The English language is constantly under attack. This is nothing new. We mangle verbs, contractions and prepositions on a daily basis. Most of these grammatical errors are trivial in the greater scheme of things. However, annoying phrases are a different matter. A few new phrases have slithered their way into my Hall of Shame:
Baby bump. This phrase refers to a pregnant woman’s belly. Tabloids like to use this phrase all the time. “Finally, Tania Tinselteeth is showing her baby bump!” Aside from the fact that no one cares, it’s not cute, it is annoying, please stop.
Life hack. Think of the television program MacGyver. This fellow is someone you want to be with if you are ever lost in the woods. He comes up with creative workarounds to save your bacon in times of distress. No matches to start a fire? No problem! Just take your cellphone apart and use the battery to start a fire with wool sock lint. Amazing! Wikipedia defines this phrase as: “Life hack (or life hacking) refers to any trick, shortcut, skill, or novelty method that increases productivity and efficiency,” or not. Please resist the urge to use this phrase.

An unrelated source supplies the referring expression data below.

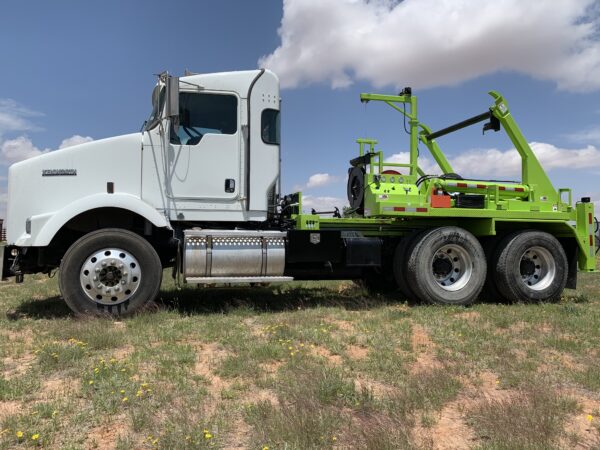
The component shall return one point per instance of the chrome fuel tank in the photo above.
(222, 254)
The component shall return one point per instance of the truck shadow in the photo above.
(269, 299)
(190, 301)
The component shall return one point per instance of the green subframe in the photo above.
(533, 203)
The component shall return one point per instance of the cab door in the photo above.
(205, 149)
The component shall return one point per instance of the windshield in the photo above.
(158, 102)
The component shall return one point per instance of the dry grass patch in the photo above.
(356, 352)
(530, 418)
(323, 352)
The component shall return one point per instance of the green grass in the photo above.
(300, 366)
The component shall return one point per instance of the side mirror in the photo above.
(172, 109)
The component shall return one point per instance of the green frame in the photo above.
(395, 206)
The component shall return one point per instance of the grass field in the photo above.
(307, 365)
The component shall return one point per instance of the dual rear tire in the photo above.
(448, 265)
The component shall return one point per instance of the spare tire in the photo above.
(356, 189)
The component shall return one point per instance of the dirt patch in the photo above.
(317, 350)
(378, 389)
(451, 430)
(238, 439)
(122, 353)
(356, 352)
(9, 409)
(580, 424)
(255, 395)
(424, 349)
(553, 358)
(207, 357)
(105, 436)
(54, 387)
(14, 367)
(469, 315)
(271, 367)
(343, 325)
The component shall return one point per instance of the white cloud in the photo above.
(18, 149)
(320, 179)
(425, 43)
(588, 135)
(322, 203)
(497, 163)
(492, 162)
(75, 140)
(15, 117)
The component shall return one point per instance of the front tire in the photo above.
(110, 271)
(531, 266)
(447, 266)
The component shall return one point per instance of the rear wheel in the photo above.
(401, 254)
(447, 266)
(531, 266)
(110, 271)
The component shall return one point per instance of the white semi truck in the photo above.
(198, 189)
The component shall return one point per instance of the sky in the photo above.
(74, 71)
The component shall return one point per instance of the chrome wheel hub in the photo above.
(452, 267)
(537, 268)
(110, 276)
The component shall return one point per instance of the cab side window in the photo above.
(269, 125)
(201, 114)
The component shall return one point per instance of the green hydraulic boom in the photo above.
(394, 199)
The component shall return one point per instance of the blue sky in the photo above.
(76, 70)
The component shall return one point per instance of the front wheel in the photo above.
(110, 271)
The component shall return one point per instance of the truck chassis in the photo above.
(438, 238)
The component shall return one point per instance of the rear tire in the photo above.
(403, 250)
(447, 266)
(109, 272)
(490, 293)
(530, 266)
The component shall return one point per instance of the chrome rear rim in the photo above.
(537, 268)
(452, 267)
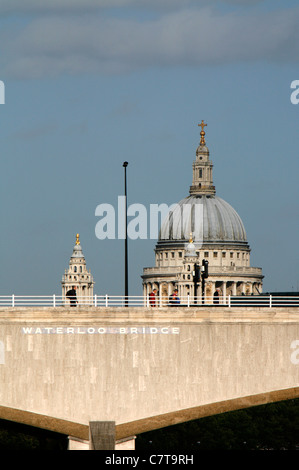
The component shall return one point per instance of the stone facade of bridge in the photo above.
(142, 368)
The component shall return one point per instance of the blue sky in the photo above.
(88, 88)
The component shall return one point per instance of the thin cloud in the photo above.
(95, 44)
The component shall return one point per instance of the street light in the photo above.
(125, 164)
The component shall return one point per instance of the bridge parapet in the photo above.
(143, 367)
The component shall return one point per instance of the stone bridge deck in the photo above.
(61, 368)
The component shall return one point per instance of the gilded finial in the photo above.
(202, 134)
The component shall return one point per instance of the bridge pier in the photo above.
(101, 437)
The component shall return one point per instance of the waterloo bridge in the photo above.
(129, 370)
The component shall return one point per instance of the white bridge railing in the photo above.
(141, 301)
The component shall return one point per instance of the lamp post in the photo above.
(125, 164)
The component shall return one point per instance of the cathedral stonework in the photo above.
(78, 276)
(209, 230)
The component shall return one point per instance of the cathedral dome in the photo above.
(209, 219)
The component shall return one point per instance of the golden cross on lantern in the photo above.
(202, 139)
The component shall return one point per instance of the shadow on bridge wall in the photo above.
(126, 430)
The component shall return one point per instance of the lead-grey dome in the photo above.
(209, 219)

No problem. This has replaced the old reliable “You’re Welcome.” So, I’m sitting in the diner and I ask the waiter if I can have more coffee. He brings the refill and I politely say “thank you.” He responds “no problem.” Why would asking for a coffee refill be a problem? “May I have the check?” Again, “no problem.” The problem is using the phrase “no problem.”
Must See. This phrase has been around for a while and time hasn’t lessened its “nails on a blackboard” charm. “Ooh, that movie is a must see.” Chances are pretty good that this is not true at all, it probably is more like a mustn’t see. It tends to be used to hype the truly banal things in life.